Instance Identity and Discarded POCOs

So what exactly do I mean when I say "Instance Identity"? I mean that if a particular record is returned in two or more places from a query that the same POCO instance is returned in all cases, or that the instance of the POCO uniquely identifies that record. For example, say you're doing a join on articles to authors, if two articles have the same author then both will reference the same author object instance.

PetaPoco's multi-poco queries always create a new POCO instance for each part of the row. So in the above example, a new author object will be created for each row. To get the instance identity right, we will end up discarding the duplicates - so don't think of one-to-many and many-to-one mappings as an improvement in efficiency - only use it if the more accurate object graph is useful to you.

Relator Callbacks

After creating the individual POCOs that make up row PetaPoco calls a "relator callback" whose job it is to connect the objects for that row into an object graph.

The simplest approach for this is to simply assign the RHS object to a property on the LHS object. This is what PetaPoco's auto-mapper does. It's a simple and fast approach but it doesn't provide the object identity we're talking about.

I this post we'll be essentially looking at how to write smarter relator callbacks that do maintain object identity.

The Auto-Mapper and Simple Relationships

Before we get into writing relator callbacks, let's see what a simple auto-mapped multi-poco query looks like:

var posts = db.Fetch<post, author>(@"
        SELECT * FROM posts 
        LEFT JOIN authors ON posts.author = authors.id ORDER BY posts.id
        ");

With auto-mapping, the first generic argument is the return type.
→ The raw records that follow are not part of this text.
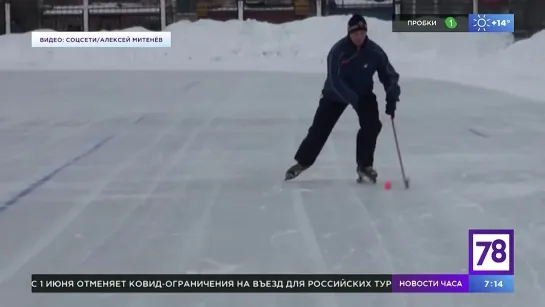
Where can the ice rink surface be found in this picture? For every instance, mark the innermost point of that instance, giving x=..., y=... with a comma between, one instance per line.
x=182, y=172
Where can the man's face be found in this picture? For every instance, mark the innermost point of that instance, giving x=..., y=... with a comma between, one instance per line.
x=357, y=37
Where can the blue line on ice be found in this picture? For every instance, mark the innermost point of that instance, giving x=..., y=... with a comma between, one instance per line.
x=31, y=188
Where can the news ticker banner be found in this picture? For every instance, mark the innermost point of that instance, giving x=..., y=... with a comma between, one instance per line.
x=338, y=283
x=485, y=23
x=102, y=39
x=491, y=266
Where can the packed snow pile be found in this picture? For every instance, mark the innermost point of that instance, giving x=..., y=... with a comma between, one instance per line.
x=299, y=46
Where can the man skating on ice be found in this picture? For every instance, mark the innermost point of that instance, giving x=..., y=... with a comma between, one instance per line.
x=351, y=64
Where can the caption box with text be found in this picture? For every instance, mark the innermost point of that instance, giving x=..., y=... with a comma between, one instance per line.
x=345, y=283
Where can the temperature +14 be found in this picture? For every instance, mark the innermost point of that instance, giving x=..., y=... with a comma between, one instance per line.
x=491, y=23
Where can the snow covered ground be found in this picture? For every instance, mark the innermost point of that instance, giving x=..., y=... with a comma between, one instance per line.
x=179, y=170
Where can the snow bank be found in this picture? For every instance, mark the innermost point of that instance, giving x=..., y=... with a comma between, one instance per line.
x=301, y=46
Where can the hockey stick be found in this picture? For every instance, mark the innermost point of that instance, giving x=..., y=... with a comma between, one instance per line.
x=405, y=178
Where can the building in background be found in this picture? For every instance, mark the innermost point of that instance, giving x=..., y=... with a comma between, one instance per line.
x=67, y=15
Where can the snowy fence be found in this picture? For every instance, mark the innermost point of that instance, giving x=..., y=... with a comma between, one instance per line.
x=95, y=15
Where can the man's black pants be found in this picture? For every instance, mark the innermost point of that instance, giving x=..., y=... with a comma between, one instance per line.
x=327, y=115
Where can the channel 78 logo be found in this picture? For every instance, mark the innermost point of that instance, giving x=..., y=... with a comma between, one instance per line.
x=491, y=252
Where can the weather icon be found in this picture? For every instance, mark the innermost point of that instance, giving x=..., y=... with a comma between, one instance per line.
x=481, y=23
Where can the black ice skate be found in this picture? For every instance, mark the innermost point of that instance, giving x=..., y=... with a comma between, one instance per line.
x=367, y=172
x=294, y=171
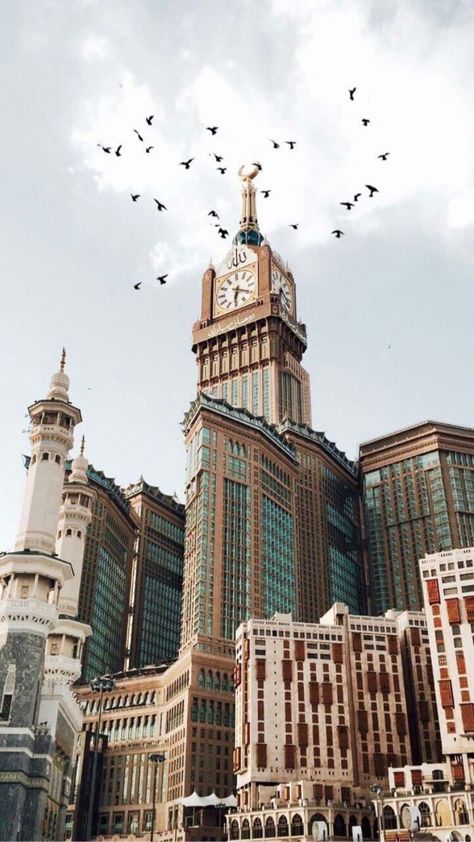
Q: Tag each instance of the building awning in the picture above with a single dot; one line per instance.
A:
(195, 800)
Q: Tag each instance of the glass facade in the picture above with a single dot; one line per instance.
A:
(236, 552)
(109, 601)
(422, 504)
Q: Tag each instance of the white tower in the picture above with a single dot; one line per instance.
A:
(75, 516)
(51, 435)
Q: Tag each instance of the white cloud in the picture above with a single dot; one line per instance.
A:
(461, 210)
(95, 48)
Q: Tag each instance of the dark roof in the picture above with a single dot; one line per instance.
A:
(142, 487)
(259, 423)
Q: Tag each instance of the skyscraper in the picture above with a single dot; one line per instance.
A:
(106, 575)
(157, 581)
(418, 488)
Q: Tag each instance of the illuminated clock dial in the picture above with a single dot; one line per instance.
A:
(236, 290)
(281, 286)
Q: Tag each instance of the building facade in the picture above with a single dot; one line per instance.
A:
(329, 536)
(41, 641)
(322, 712)
(157, 580)
(104, 596)
(418, 490)
(439, 797)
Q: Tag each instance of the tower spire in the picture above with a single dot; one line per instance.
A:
(249, 231)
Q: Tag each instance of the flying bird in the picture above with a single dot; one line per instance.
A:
(372, 190)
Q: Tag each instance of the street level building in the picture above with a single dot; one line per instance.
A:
(321, 714)
(442, 794)
(418, 490)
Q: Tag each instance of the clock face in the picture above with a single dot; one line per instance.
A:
(236, 290)
(281, 286)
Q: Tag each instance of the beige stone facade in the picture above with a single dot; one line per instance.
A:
(322, 710)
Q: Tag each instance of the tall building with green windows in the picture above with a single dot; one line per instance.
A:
(330, 553)
(106, 576)
(157, 577)
(418, 494)
(240, 556)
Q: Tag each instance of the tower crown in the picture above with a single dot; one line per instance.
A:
(59, 385)
(249, 231)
So this example will return a List<post> and so long as the post object has an property of type author PetaPoco will connect it to the created author object.

Writing the relator callback ourself looks like this:

var posts = db.Fetch<post, author, post>(
        (p,a)=> { p.author_obj = a; return p; },
        @"SELECT * FROM posts 
        LEFT JOIN authors ON posts.author = authors.id ORDER BY posts.id
        ");

Note two things about the above:

  1. There's an extra argument in the generic type list - <post, author, post>. The last argument indicates the type of returned collection element. With a custom relator you might decide to use a different class to represent the joined row.
  2. The lambda function does the wiring up of post to author.

(In all these examples, I'll be using a simple article to author relationship which is pretty intuitive to understand. If you want more detail, see these test cases)

Many-To-One Relationships

To implement many-to-one relationships all we need to do is keep a map of the RHS objects and re-use the same one each time.

var authors = new Dictionary<long, author>();
var posts = db.Fetch<post, author, post>(
    (p, a) =>
    {
        // Get existing author object
        author aExisting;
        if (authors.TryGetValue(a.id, out aExisting))
            a = aExisting;
        else
            authors.Add(a.id, a);

        // Wire up objects
        p.author_obj = a;
        return p;
    },
    "SELECT * FROM posts LEFT JOIN authors ON posts.author = authors.id ORDER BY posts.id"
    );

The implementation is pretty simple: look for a previous instance of the same author and if found use it in preference to the one supplied by PetaPoco. If we don't have a previous instance use the supplied one and store it for use later.

Of course if you need to do this from more than one place it will soon get tedious so lets wrap this up as a helper class:

class PostAuthorRelator
{
    // A dictionary of known authors
    Dictionary<long, author> authors = new Dictionary<long, author>();

    public post MapIt(post p, author a)
    {
        // Get existing author object, or if not found store this one
        author aExisting;
        if (authors.TryGetValue(a.id, out aExisting))
            a = aExisting;
        else
            authors.Add(a.id, a);

        // Wire up objects
        p.author_obj = a;
        return p;
    }
}

Now we can run our query like this:

var posts = db.Fetch<post, author, post>(
    new PostAuthorRelator().MapIt,
    "SELECT * FROM posts LEFT JOIN authors ON posts.author = authors.id ORDER BY posts.id"
    );

Much nicer. Moving on....

One-To-Many Relationships

In one-to-many relationships, we want to populate each LHS object with a collection of objects from the RHS. Flipping our above example, say we want a list of authors where each has a collection of that author's articles:

SELECT * FROM authors 
LEFT JOIN posts ON posts.author = authors.id ORDER BY posts.id

With this query we're going to get the author details repeated down the LHS of the result set and the articles on the right. The authors on the left need to be collapsed down into a single POCO, the articles on the right need to be collected into a list for each author.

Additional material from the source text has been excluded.